These labels were automatically added by AI and may be inaccurate. For details, see About Literature Database.
Abstract
Empirical Risk Minimization (ERM) is a standard technique in machine
learning, where a model is selected by minimizing a loss function over
constraint set. When the training dataset consists of private information, it
is natural to use a differentially private ERM algorithm, and this problem has
been the subject of a long line of work started with Chaudhuri and Monteleoni
2008. A private ERM algorithm outputs an approximate minimizer of the loss
function and its error can be measured as the difference from the optimal value
of the loss function. When the constraint set is arbitrary, the required error
bounds are fairly well understood \cite{BassilyST14}. In this work, we show
that the geometric properties of the constraint set can be used to derive
significantly better results.

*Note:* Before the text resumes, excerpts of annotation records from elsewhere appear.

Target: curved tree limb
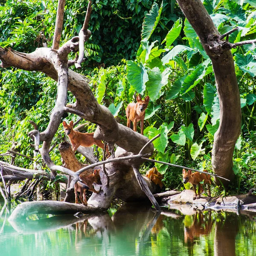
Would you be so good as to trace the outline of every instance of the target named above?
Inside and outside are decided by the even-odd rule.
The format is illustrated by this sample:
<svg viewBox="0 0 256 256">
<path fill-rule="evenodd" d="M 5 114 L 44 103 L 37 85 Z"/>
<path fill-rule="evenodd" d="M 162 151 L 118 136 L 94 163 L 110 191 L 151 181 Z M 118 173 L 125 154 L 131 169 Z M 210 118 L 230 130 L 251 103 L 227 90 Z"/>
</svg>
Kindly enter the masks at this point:
<svg viewBox="0 0 256 256">
<path fill-rule="evenodd" d="M 66 0 L 58 0 L 58 9 L 57 9 L 57 15 L 55 22 L 55 29 L 54 30 L 54 35 L 53 36 L 53 41 L 52 42 L 53 49 L 58 49 L 60 47 L 60 42 L 62 31 L 62 25 L 64 19 L 64 11 Z"/>
<path fill-rule="evenodd" d="M 75 66 L 76 68 L 81 68 L 81 63 L 84 60 L 84 42 L 86 41 L 91 36 L 91 32 L 87 29 L 89 21 L 92 12 L 92 1 L 90 0 L 87 7 L 87 12 L 83 27 L 79 32 L 79 57 L 75 62 Z"/>
<path fill-rule="evenodd" d="M 214 136 L 212 163 L 214 173 L 232 180 L 233 155 L 241 131 L 240 95 L 230 43 L 221 36 L 200 0 L 177 0 L 212 62 L 220 102 L 220 125 Z M 217 184 L 219 183 L 215 180 Z M 226 182 L 224 184 L 227 184 Z"/>
</svg>

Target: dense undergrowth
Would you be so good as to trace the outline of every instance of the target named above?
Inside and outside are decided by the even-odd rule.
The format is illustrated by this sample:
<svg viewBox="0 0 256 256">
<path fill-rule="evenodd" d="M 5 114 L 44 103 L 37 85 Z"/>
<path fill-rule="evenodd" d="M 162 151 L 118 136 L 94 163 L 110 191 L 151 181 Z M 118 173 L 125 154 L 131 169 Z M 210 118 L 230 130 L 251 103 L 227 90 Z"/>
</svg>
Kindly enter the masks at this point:
<svg viewBox="0 0 256 256">
<path fill-rule="evenodd" d="M 62 43 L 78 34 L 87 4 L 66 1 Z M 230 36 L 230 42 L 255 39 L 256 5 L 253 1 L 204 0 L 204 4 L 221 33 L 239 26 Z M 56 1 L 0 1 L 0 47 L 29 52 L 44 41 L 50 47 L 56 5 Z M 214 76 L 209 58 L 175 1 L 115 0 L 111 4 L 96 1 L 93 10 L 89 26 L 92 36 L 87 42 L 87 59 L 79 72 L 91 79 L 90 86 L 99 102 L 126 125 L 125 109 L 135 100 L 135 93 L 148 95 L 144 135 L 151 138 L 161 134 L 154 142 L 152 158 L 210 172 L 219 119 Z M 236 178 L 227 191 L 230 193 L 256 186 L 256 50 L 254 45 L 248 45 L 232 51 L 242 116 L 234 152 Z M 28 121 L 35 121 L 40 131 L 45 128 L 56 84 L 36 72 L 12 68 L 0 71 L 0 152 L 17 142 L 19 152 L 32 156 Z M 74 101 L 69 94 L 68 102 Z M 78 117 L 67 115 L 64 119 L 75 121 Z M 88 124 L 86 128 L 93 131 L 95 126 Z M 61 142 L 64 135 L 61 125 L 53 142 Z M 51 156 L 61 164 L 56 147 Z M 9 162 L 10 157 L 0 159 Z M 46 168 L 40 156 L 37 162 L 39 168 Z M 30 160 L 20 157 L 15 165 L 33 167 Z M 154 165 L 145 163 L 142 172 Z M 164 175 L 166 189 L 184 189 L 181 169 L 155 165 Z M 218 188 L 212 191 L 220 192 Z"/>
</svg>

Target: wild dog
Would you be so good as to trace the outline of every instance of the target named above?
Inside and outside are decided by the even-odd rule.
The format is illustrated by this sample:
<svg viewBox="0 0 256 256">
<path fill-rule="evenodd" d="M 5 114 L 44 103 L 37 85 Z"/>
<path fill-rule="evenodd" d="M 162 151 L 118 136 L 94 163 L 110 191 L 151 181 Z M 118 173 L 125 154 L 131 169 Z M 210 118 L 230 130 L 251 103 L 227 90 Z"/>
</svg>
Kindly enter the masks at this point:
<svg viewBox="0 0 256 256">
<path fill-rule="evenodd" d="M 79 198 L 81 202 L 85 206 L 87 206 L 87 201 L 86 200 L 86 192 L 87 189 L 90 191 L 92 191 L 98 194 L 99 191 L 94 189 L 93 186 L 94 183 L 98 185 L 102 185 L 99 176 L 100 169 L 94 170 L 93 173 L 88 175 L 85 177 L 81 177 L 80 178 L 83 181 L 83 183 L 79 181 L 75 185 L 75 197 L 76 198 L 76 204 L 79 204 L 78 198 L 77 197 L 77 192 L 80 192 Z"/>
<path fill-rule="evenodd" d="M 72 150 L 74 153 L 80 145 L 83 147 L 90 147 L 95 144 L 104 150 L 104 144 L 101 140 L 94 139 L 94 132 L 82 133 L 74 131 L 73 129 L 74 123 L 73 121 L 70 122 L 69 125 L 64 121 L 62 124 L 65 133 L 68 136 L 68 138 L 72 145 Z M 108 145 L 106 146 L 106 155 L 108 156 L 110 155 Z"/>
<path fill-rule="evenodd" d="M 207 171 L 204 170 L 204 172 L 207 172 Z M 210 185 L 212 184 L 212 180 L 209 174 L 206 175 L 204 173 L 201 173 L 198 172 L 195 172 L 192 173 L 191 170 L 189 170 L 187 172 L 185 169 L 182 170 L 182 176 L 183 177 L 183 182 L 186 184 L 189 182 L 193 186 L 195 195 L 193 198 L 193 200 L 199 199 L 201 197 L 201 192 L 202 187 L 201 182 L 204 180 L 204 185 L 206 184 L 208 185 L 208 195 L 211 196 L 211 191 L 210 191 Z M 196 191 L 196 185 L 198 185 L 198 194 Z"/>
<path fill-rule="evenodd" d="M 144 130 L 144 119 L 145 117 L 145 110 L 149 102 L 149 97 L 146 96 L 143 100 L 140 95 L 137 96 L 137 102 L 131 102 L 128 104 L 125 113 L 127 117 L 127 127 L 131 128 L 131 121 L 134 123 L 134 131 L 137 131 L 137 122 L 140 121 L 140 131 L 143 135 Z"/>
</svg>

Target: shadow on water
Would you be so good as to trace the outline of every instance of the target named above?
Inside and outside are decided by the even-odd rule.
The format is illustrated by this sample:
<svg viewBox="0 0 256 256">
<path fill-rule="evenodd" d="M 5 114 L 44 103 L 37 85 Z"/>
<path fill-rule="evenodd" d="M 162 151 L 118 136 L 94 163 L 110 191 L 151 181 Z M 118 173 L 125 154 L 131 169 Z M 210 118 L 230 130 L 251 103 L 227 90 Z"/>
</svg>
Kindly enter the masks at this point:
<svg viewBox="0 0 256 256">
<path fill-rule="evenodd" d="M 9 222 L 0 204 L 0 255 L 256 255 L 256 213 L 198 210 L 188 205 L 156 212 L 126 204 L 106 213 Z"/>
</svg>

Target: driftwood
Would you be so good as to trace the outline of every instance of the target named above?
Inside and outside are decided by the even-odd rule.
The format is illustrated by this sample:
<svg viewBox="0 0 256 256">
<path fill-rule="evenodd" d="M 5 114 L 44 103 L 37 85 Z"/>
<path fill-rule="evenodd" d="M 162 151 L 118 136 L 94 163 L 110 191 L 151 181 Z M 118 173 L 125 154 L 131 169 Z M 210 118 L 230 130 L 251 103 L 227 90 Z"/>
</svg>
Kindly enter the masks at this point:
<svg viewBox="0 0 256 256">
<path fill-rule="evenodd" d="M 163 199 L 163 201 L 169 205 L 174 204 L 190 204 L 196 205 L 203 209 L 226 209 L 256 208 L 256 195 L 251 192 L 226 197 L 204 197 L 201 196 L 199 199 L 193 200 L 194 192 L 188 189 L 181 193 L 172 195 Z"/>
<path fill-rule="evenodd" d="M 46 180 L 50 180 L 52 178 L 50 174 L 44 171 L 18 167 L 2 161 L 0 161 L 0 165 L 3 169 L 3 177 L 6 181 L 32 180 L 39 179 L 42 177 Z M 2 177 L 0 177 L 0 181 L 2 181 Z"/>
</svg>

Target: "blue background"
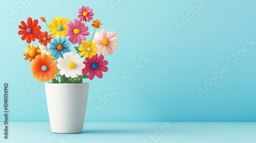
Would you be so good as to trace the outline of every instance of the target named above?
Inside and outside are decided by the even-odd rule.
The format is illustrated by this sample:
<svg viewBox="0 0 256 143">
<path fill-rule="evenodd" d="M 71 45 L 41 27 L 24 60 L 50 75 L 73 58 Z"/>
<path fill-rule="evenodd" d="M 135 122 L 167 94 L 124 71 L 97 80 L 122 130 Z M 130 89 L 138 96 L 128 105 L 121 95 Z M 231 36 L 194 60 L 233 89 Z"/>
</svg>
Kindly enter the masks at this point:
<svg viewBox="0 0 256 143">
<path fill-rule="evenodd" d="M 0 6 L 1 83 L 10 85 L 10 121 L 49 121 L 44 83 L 35 82 L 29 62 L 24 60 L 27 44 L 17 34 L 20 21 L 37 19 L 41 31 L 46 31 L 42 15 L 48 23 L 59 16 L 73 20 L 82 5 L 93 9 L 94 19 L 103 23 L 101 29 L 115 31 L 119 38 L 117 51 L 105 57 L 109 70 L 103 78 L 84 80 L 90 83 L 86 122 L 256 121 L 256 44 L 243 51 L 245 39 L 256 41 L 255 1 L 206 0 L 179 29 L 175 23 L 183 24 L 182 14 L 193 14 L 190 6 L 200 1 L 66 2 L 31 1 L 15 18 L 12 9 L 23 7 L 19 1 Z M 111 2 L 119 3 L 112 7 Z M 92 33 L 91 24 L 86 23 Z M 238 52 L 242 56 L 234 64 L 232 56 Z M 146 55 L 151 60 L 138 66 Z M 216 79 L 212 72 L 223 66 L 228 72 L 205 90 L 204 80 Z M 136 74 L 132 72 L 132 76 L 127 70 L 133 69 Z M 106 105 L 94 110 L 100 97 L 110 93 L 108 88 L 120 83 L 122 89 Z M 30 90 L 28 85 L 34 88 Z M 200 96 L 198 88 L 206 92 Z"/>
</svg>

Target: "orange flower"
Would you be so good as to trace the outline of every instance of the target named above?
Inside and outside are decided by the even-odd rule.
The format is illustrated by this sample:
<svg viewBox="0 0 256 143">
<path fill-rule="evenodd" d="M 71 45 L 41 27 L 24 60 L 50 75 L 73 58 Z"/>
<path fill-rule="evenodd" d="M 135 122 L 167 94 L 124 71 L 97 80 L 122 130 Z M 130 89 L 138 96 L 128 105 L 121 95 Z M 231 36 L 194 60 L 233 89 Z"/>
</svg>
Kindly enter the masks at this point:
<svg viewBox="0 0 256 143">
<path fill-rule="evenodd" d="M 28 49 L 25 48 L 25 51 L 27 53 L 25 53 L 23 55 L 25 56 L 25 60 L 29 59 L 29 61 L 31 62 L 34 60 L 36 56 L 41 55 L 41 50 L 39 48 L 39 46 L 35 47 L 32 44 L 28 45 Z"/>
<path fill-rule="evenodd" d="M 44 17 L 44 16 L 42 16 L 41 17 L 40 17 L 40 18 L 41 18 L 41 20 L 44 21 L 44 22 L 45 22 L 46 21 L 46 17 Z"/>
<path fill-rule="evenodd" d="M 50 41 L 52 39 L 52 35 L 48 35 L 47 31 L 41 32 L 41 34 L 39 35 L 38 40 L 39 42 L 41 43 L 41 45 L 44 45 L 46 46 L 48 43 L 50 43 Z"/>
<path fill-rule="evenodd" d="M 53 57 L 50 55 L 42 54 L 41 56 L 36 56 L 35 60 L 31 61 L 32 67 L 30 72 L 33 73 L 33 77 L 38 79 L 38 81 L 48 81 L 55 78 L 58 73 L 56 68 L 57 63 L 53 61 Z"/>
<path fill-rule="evenodd" d="M 34 41 L 35 38 L 38 38 L 38 35 L 40 34 L 41 31 L 41 27 L 37 26 L 38 20 L 35 19 L 32 21 L 31 17 L 28 18 L 27 25 L 25 22 L 22 21 L 22 25 L 18 26 L 18 28 L 21 30 L 18 32 L 18 35 L 22 35 L 22 40 L 25 40 L 26 39 L 26 42 L 28 43 L 31 42 L 31 40 Z"/>
<path fill-rule="evenodd" d="M 93 21 L 93 23 L 92 24 L 92 26 L 96 28 L 100 28 L 100 26 L 102 25 L 102 23 L 100 23 L 100 20 L 98 21 L 98 19 L 95 20 Z"/>
</svg>

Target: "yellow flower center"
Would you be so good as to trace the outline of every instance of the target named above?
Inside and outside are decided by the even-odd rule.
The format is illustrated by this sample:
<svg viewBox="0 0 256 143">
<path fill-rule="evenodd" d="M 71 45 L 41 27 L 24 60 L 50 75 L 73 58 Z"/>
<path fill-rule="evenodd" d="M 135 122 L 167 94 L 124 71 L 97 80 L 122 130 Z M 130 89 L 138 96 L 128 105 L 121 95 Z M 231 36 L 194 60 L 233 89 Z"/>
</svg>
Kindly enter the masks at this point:
<svg viewBox="0 0 256 143">
<path fill-rule="evenodd" d="M 57 50 L 58 50 L 58 51 L 60 51 L 60 50 L 62 50 L 62 49 L 63 49 L 63 46 L 61 44 L 58 44 L 57 46 Z"/>
<path fill-rule="evenodd" d="M 110 40 L 109 40 L 109 39 L 108 39 L 107 38 L 104 38 L 101 41 L 101 43 L 103 45 L 108 45 L 110 43 Z"/>
<path fill-rule="evenodd" d="M 83 16 L 87 16 L 87 15 L 88 15 L 88 13 L 87 13 L 87 12 L 86 11 L 84 11 L 84 12 L 82 13 L 82 15 Z"/>
<path fill-rule="evenodd" d="M 79 29 L 74 29 L 74 33 L 75 34 L 78 34 L 80 33 L 80 30 L 79 30 Z"/>
<path fill-rule="evenodd" d="M 69 63 L 69 68 L 75 68 L 75 67 L 76 67 L 76 64 L 73 62 L 70 62 Z"/>
<path fill-rule="evenodd" d="M 43 40 L 44 41 L 47 41 L 47 37 L 44 37 L 44 38 L 42 38 L 42 40 Z"/>
<path fill-rule="evenodd" d="M 35 49 L 31 49 L 29 51 L 29 56 L 34 57 L 36 55 L 36 51 Z"/>
</svg>

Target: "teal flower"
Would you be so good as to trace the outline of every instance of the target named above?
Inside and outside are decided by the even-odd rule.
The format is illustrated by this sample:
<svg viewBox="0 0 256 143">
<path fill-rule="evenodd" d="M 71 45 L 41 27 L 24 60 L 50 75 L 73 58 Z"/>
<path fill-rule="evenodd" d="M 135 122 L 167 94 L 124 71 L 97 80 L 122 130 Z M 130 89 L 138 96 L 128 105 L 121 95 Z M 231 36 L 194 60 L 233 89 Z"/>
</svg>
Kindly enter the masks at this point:
<svg viewBox="0 0 256 143">
<path fill-rule="evenodd" d="M 63 58 L 64 53 L 71 51 L 69 49 L 71 45 L 71 42 L 65 36 L 61 36 L 60 38 L 58 35 L 56 35 L 47 45 L 49 51 L 51 52 L 51 55 L 58 59 L 59 57 Z"/>
</svg>

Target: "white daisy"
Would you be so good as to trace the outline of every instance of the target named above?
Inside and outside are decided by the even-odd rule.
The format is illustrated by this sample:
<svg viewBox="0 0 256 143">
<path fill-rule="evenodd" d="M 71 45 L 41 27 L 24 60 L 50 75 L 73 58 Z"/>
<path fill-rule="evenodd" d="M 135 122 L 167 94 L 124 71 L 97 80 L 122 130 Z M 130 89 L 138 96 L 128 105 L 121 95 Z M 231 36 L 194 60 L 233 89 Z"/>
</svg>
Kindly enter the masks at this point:
<svg viewBox="0 0 256 143">
<path fill-rule="evenodd" d="M 74 52 L 65 53 L 63 58 L 59 57 L 57 60 L 57 67 L 60 69 L 59 74 L 61 76 L 72 78 L 76 78 L 77 75 L 82 75 L 82 69 L 86 65 L 83 63 L 83 58 Z"/>
<path fill-rule="evenodd" d="M 41 49 L 41 53 L 45 54 L 46 55 L 48 55 L 50 54 L 50 52 L 48 50 L 48 47 L 47 46 L 45 46 L 44 45 L 41 45 L 40 43 L 39 44 L 39 48 Z"/>
</svg>

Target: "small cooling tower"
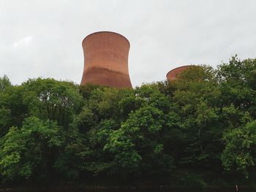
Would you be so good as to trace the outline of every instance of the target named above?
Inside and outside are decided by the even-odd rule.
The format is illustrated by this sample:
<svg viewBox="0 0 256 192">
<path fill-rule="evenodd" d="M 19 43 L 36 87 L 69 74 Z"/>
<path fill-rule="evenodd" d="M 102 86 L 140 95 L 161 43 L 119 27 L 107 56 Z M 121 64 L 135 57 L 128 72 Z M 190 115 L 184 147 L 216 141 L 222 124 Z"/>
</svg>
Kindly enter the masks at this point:
<svg viewBox="0 0 256 192">
<path fill-rule="evenodd" d="M 166 77 L 167 80 L 175 80 L 177 79 L 177 75 L 179 74 L 183 71 L 187 69 L 188 68 L 193 67 L 195 66 L 193 65 L 187 65 L 187 66 L 181 66 L 177 68 L 175 68 L 172 70 L 170 70 L 167 74 L 166 74 Z"/>
</svg>

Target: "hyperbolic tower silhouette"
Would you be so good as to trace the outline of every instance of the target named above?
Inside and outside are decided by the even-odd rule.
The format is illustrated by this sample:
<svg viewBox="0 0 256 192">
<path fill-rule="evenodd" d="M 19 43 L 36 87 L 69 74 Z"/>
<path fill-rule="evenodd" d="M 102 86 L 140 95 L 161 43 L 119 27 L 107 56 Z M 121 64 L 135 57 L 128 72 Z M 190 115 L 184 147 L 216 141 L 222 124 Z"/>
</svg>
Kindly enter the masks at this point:
<svg viewBox="0 0 256 192">
<path fill-rule="evenodd" d="M 81 85 L 132 88 L 128 70 L 129 42 L 127 38 L 114 32 L 99 31 L 88 35 L 82 45 L 84 67 Z"/>
<path fill-rule="evenodd" d="M 167 80 L 175 80 L 177 79 L 177 75 L 178 75 L 181 72 L 193 66 L 195 66 L 186 65 L 186 66 L 181 66 L 175 68 L 170 70 L 169 72 L 167 72 L 167 74 L 166 74 L 166 78 Z"/>
</svg>

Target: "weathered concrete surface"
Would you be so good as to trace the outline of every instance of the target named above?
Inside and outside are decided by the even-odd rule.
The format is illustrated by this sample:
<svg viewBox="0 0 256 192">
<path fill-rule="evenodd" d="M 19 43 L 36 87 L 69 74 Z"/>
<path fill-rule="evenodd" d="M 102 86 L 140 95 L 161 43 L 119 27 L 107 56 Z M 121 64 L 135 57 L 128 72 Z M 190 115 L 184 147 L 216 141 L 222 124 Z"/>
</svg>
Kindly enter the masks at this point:
<svg viewBox="0 0 256 192">
<path fill-rule="evenodd" d="M 129 76 L 129 42 L 124 36 L 100 31 L 83 40 L 84 68 L 81 85 L 132 88 Z"/>
<path fill-rule="evenodd" d="M 195 66 L 193 65 L 187 65 L 187 66 L 181 66 L 177 68 L 175 68 L 172 70 L 170 70 L 167 74 L 166 74 L 166 77 L 167 80 L 175 80 L 177 79 L 177 75 L 179 74 L 183 71 L 186 70 L 189 67 L 193 67 Z"/>
</svg>

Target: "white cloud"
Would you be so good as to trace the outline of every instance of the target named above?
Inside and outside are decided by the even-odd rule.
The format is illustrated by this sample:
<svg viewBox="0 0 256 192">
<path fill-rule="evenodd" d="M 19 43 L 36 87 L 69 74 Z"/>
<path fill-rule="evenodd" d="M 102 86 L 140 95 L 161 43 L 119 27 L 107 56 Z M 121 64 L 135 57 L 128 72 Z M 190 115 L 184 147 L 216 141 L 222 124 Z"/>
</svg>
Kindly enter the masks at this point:
<svg viewBox="0 0 256 192">
<path fill-rule="evenodd" d="M 97 31 L 129 39 L 134 86 L 181 65 L 255 58 L 255 0 L 0 0 L 0 76 L 80 83 L 81 42 Z"/>
<path fill-rule="evenodd" d="M 12 47 L 17 47 L 20 46 L 27 46 L 31 41 L 33 40 L 33 37 L 31 36 L 25 37 L 15 42 L 12 45 Z"/>
</svg>

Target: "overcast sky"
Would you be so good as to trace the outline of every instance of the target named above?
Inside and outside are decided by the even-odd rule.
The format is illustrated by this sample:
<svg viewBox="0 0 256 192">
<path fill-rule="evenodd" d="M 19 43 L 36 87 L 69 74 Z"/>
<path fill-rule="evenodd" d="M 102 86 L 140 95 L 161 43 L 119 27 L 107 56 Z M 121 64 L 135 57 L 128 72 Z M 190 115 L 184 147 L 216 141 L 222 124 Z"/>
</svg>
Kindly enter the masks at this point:
<svg viewBox="0 0 256 192">
<path fill-rule="evenodd" d="M 111 31 L 131 45 L 133 86 L 179 66 L 256 58 L 255 0 L 0 0 L 0 77 L 80 83 L 81 42 Z"/>
</svg>

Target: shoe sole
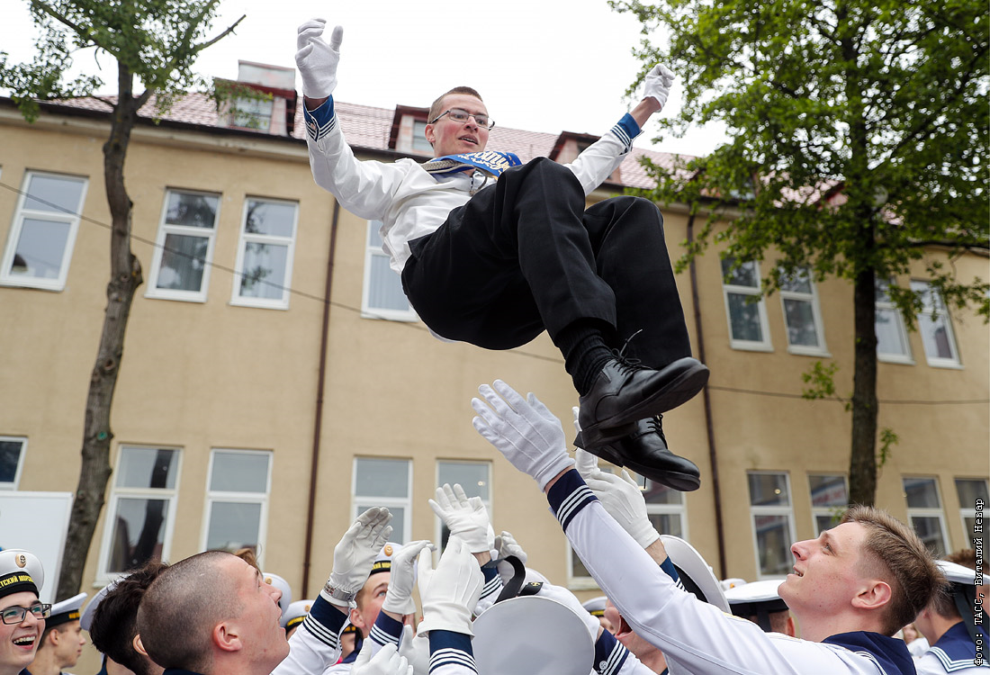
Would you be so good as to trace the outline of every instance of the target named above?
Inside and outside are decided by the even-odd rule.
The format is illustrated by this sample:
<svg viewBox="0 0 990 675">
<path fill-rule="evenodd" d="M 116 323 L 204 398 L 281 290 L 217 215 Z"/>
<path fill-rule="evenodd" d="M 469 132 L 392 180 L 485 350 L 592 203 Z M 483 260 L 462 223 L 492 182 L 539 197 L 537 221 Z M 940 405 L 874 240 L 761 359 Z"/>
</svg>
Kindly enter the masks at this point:
<svg viewBox="0 0 990 675">
<path fill-rule="evenodd" d="M 640 464 L 635 461 L 624 462 L 622 457 L 620 457 L 610 445 L 601 445 L 588 450 L 588 452 L 591 452 L 606 461 L 612 462 L 616 466 L 625 466 L 633 469 L 641 476 L 645 476 L 654 483 L 665 485 L 671 490 L 676 490 L 678 492 L 694 492 L 701 487 L 701 479 L 689 473 L 653 468 L 651 466 L 644 466 L 644 464 Z"/>
<path fill-rule="evenodd" d="M 626 435 L 631 431 L 630 425 L 673 410 L 694 398 L 708 383 L 708 368 L 690 356 L 677 359 L 667 366 L 667 368 L 674 370 L 678 367 L 682 369 L 682 372 L 674 375 L 670 383 L 660 391 L 635 406 L 630 406 L 621 413 L 590 425 L 587 429 L 582 429 L 581 434 L 584 442 L 591 447 L 604 445 L 610 440 Z M 591 452 L 590 447 L 584 449 Z"/>
</svg>

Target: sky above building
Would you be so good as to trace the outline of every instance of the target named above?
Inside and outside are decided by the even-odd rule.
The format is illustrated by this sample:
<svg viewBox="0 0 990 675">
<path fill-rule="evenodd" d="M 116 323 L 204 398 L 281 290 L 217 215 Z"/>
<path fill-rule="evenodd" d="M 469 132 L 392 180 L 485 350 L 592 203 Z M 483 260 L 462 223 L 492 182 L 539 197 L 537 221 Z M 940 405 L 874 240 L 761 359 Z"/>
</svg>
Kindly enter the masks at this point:
<svg viewBox="0 0 990 675">
<path fill-rule="evenodd" d="M 38 32 L 28 6 L 29 0 L 4 0 L 0 50 L 13 62 L 30 60 L 35 50 Z M 427 107 L 450 87 L 467 85 L 481 93 L 499 126 L 600 135 L 639 100 L 624 92 L 642 66 L 632 53 L 641 25 L 607 0 L 223 0 L 210 37 L 242 15 L 234 35 L 202 52 L 198 73 L 236 79 L 239 60 L 294 67 L 296 29 L 320 17 L 344 27 L 335 93 L 342 101 Z M 105 53 L 79 52 L 73 72 L 102 75 L 103 91 L 113 91 L 113 62 Z M 298 75 L 296 83 L 301 88 Z M 675 82 L 667 114 L 682 93 Z M 657 131 L 648 124 L 636 145 L 697 155 L 725 139 L 717 129 L 697 129 L 655 144 Z"/>
</svg>

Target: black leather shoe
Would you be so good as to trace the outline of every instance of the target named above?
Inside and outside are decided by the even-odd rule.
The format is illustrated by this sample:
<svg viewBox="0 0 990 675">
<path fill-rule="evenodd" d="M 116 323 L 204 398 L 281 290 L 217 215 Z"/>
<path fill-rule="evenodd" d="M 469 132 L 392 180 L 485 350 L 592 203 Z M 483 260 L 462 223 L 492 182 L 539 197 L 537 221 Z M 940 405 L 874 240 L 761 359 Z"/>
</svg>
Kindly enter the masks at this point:
<svg viewBox="0 0 990 675">
<path fill-rule="evenodd" d="M 692 492 L 701 486 L 701 474 L 695 463 L 667 449 L 660 416 L 640 420 L 634 428 L 629 435 L 590 450 L 584 449 L 679 492 Z M 582 434 L 578 434 L 574 440 L 578 447 L 582 447 L 581 436 Z"/>
<path fill-rule="evenodd" d="M 640 420 L 665 413 L 690 400 L 708 382 L 708 368 L 690 356 L 660 370 L 623 358 L 612 359 L 586 395 L 578 399 L 578 424 L 589 452 L 635 433 Z"/>
</svg>

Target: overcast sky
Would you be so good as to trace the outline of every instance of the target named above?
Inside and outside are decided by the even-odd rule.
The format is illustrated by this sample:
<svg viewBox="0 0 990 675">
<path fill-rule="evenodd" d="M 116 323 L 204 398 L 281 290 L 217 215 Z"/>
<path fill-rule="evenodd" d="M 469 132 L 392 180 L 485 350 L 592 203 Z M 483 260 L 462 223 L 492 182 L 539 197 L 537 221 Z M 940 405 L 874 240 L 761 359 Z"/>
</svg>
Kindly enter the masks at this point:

Specifically, we show that a differentially
private version of Mirror Descent leads to error bounds of the form
$\tilde{O}(G_{\mathcal{C}}/n)$ for a lipschitz loss function, improving on the
$\tilde{O}(\sqrt{p}/n)$ bounds in Bassily, Smith and Thakurta 2014. Here $p$ is
the dimensionality of the problem, $n$ is the number of data points in the
training set, and $G_{\mathcal{C}}$ denotes the Gaussian width of the
constraint set that we optimize over. We show similar improvements for strongly
convex functions, and for smooth functions. In addition, we show that when the
loss function is Lipschitz with respect to the $\ell_1$ norm and $\mathcal{C}$
is $\ell_1$-bounded, a differentially private version of the Frank-Wolfe
algorithm gives error bounds of the form $\tilde{O}(n^{-2/3})$. This captures
the important and common case of sparse linear regression (LASSO), when the
data $x_i$ satisfies $|x_i|_{\infty} \leq 1$ and we optimize over the $\ell_1$
ball. We show new lower bounds for this setting, that together with known
bounds, imply that all our upper bounds are tight.